Content is king; or so the saying goes. Well, as history shows, there have been some pretty lousy kings. A few have been bad enough to be overthrown.

Signs The Peasantry is Revolting

Forsooth (sorry ...I never get to write that) there are portents...

Kevin Airgid Uncovers a Web Design Trend: Monkey See Monkey Do

State-of-the-art interactivity?, by Jeffrey Veen

Quote:
There was little content and even less user science.
Many sites submitted had no concern for the user on the most basic levels. Rarely could you identify an idea or purpose behind the site, or name a possible user goal the site was intended to facilitate. There was no flow, no legibility, no usability. It wasn’t so much that the designers had contempt for their users as that they seemed never to have been taught to think about users at all.
-- Zeldman: The rebooter’s children go rebootless
So What?
Innovative content generates links without you having to work at it. And yet, everyone pays homage to the queen while the king gets little respect.

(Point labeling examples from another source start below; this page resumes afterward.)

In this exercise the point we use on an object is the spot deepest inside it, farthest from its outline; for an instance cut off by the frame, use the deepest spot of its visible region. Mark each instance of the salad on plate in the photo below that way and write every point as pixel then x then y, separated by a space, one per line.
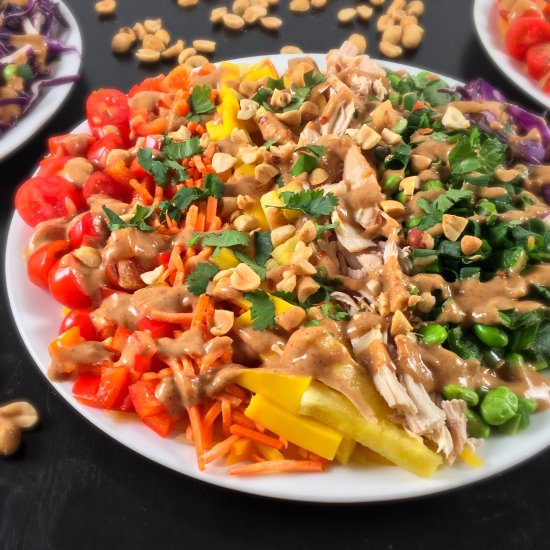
pixel 294 270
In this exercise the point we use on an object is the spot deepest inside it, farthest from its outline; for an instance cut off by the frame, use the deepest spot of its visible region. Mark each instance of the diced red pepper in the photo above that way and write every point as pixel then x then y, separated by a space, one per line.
pixel 144 398
pixel 85 389
pixel 113 387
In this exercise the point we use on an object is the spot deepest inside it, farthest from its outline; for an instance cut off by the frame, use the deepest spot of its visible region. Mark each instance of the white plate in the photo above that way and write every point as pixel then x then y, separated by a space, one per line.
pixel 486 21
pixel 37 316
pixel 50 99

Most sites use content as filler, often a reason is the purpose for the site is to have a site. So yet another "me too" site is born. When the content doesn't differentiate, it automatically works to cammoflage such a site.

Quote:
But the more I talk to companies, the more I feel that their real business problems concern content—their content sucks, or there’s too much of it, or too little or whatever.
-- Digital Web Magazine interview: Tony Byrne
You don't need fancy code or latest flash antics to differentiate. Most web users have seen the spectacle, they want the substance. Start with a site purpose which can be identified by someone who wasn't in on the design stage. Develop a Unique Selling Proposition. Most content is too long because is just isn't very good. So many sites play it "safe" with short copy. The trouble with short copy is it can never be short enough.

Jeffrey Veen's article could be interpreted as reactionary. Veen's critique isn't a reaction against flash, or innovation. He's saying designers aren't being innovative enough. Digital economics lowered thresholds to competition. At the same time it exponentially boosted the value of innovation and differentiation.

So the question is 1) Do you think content is the web's biggest weakness? 2) If so, what would change things?